Une architecture d’une grande diversité ainsi qu’un habitat rural aux typologies variées en résulte. Ce patrimoine bâti rural, bien commun et socle d’une identité partagée, doit être préservé. Il est souvent restauré mais sa conservation demeure fragile.

Beaucoup de constructions du XVIIIe et XIXe siècle, dans le bourg et les hameaux, sont identifiables grâce aux dates inscrites sur les portails ou les linteaux en pierre des ouvertures. Le patrimoine vernaculaire reflet de l’activité des hommes est riche. Un grand nombre de pigeonniers recensés sur la commune, donne à Marcillac-Lanville, une originalité.
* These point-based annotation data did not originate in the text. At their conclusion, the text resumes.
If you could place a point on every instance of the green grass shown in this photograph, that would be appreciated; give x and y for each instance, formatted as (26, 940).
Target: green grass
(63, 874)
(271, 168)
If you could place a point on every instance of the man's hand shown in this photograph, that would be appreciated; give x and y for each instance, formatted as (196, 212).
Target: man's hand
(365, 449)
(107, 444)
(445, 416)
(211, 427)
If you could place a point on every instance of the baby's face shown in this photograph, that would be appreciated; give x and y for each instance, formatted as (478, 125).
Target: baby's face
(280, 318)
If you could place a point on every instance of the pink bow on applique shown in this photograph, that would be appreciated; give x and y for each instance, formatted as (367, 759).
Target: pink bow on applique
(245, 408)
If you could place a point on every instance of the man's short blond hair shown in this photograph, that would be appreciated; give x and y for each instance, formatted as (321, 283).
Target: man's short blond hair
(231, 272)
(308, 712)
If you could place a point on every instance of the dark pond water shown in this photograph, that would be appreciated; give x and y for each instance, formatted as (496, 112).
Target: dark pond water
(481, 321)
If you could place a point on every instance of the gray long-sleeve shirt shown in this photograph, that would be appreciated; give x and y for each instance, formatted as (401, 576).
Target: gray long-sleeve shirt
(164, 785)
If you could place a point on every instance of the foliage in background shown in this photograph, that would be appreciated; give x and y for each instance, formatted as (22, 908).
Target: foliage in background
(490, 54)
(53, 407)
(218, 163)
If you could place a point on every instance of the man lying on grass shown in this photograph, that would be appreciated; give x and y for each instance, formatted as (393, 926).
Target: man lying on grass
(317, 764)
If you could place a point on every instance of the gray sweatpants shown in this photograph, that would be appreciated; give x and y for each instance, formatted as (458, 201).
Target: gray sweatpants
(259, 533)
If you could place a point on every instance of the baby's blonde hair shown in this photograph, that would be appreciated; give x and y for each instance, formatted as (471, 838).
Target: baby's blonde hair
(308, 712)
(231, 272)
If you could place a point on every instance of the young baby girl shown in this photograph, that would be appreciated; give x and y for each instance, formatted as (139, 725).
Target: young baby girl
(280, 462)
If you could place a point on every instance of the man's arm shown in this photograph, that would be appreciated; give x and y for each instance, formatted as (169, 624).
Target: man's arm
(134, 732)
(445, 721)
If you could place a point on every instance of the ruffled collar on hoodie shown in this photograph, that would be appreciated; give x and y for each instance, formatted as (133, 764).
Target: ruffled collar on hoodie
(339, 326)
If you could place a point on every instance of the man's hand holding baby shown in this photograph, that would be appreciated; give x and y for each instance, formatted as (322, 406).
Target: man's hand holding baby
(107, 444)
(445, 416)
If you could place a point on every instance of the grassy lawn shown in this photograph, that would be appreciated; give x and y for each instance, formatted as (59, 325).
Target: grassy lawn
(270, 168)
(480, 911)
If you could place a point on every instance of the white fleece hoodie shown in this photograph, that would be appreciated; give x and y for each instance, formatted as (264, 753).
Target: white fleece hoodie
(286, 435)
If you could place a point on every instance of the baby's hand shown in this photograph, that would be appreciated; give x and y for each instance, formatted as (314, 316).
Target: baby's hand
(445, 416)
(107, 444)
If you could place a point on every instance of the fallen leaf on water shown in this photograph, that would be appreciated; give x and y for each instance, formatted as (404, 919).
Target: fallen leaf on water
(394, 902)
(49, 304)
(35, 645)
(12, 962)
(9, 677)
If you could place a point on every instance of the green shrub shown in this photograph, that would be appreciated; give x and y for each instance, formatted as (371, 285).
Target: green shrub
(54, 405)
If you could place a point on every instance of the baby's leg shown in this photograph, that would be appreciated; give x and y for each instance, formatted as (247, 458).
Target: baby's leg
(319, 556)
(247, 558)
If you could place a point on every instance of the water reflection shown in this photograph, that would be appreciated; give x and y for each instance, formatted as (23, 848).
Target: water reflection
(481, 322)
L’histoire de Marcillac-Lanville à l’époque médiévale est très riche. La motte castrale dont l’histoire reste méconnue marque profondément le paysage du bourg. Seul un ambitieux programme de fouilles archéologiques pourrait permettre de mieux comprendre son organisation et l’ampleur de son emprise sur le bourg.

Quelques éléments épars sont encore visibles dans certaines maisons de la commune, comme des demi- croisées et des ouvertures surmontées d’un linteau à accolade, caractéristiques des XVe- XVIe siècles. Le prieuré Notre-Dame de Lanville est un site majeur du Rouillacais. Si son histoire de l’époque médiévale reste méconnue, son histoire à l’époque moderne est bien documentée. L’église prieurale reste un des plus grands monuments romans de l’Angoumois qu’il faut préserver et faire vivre.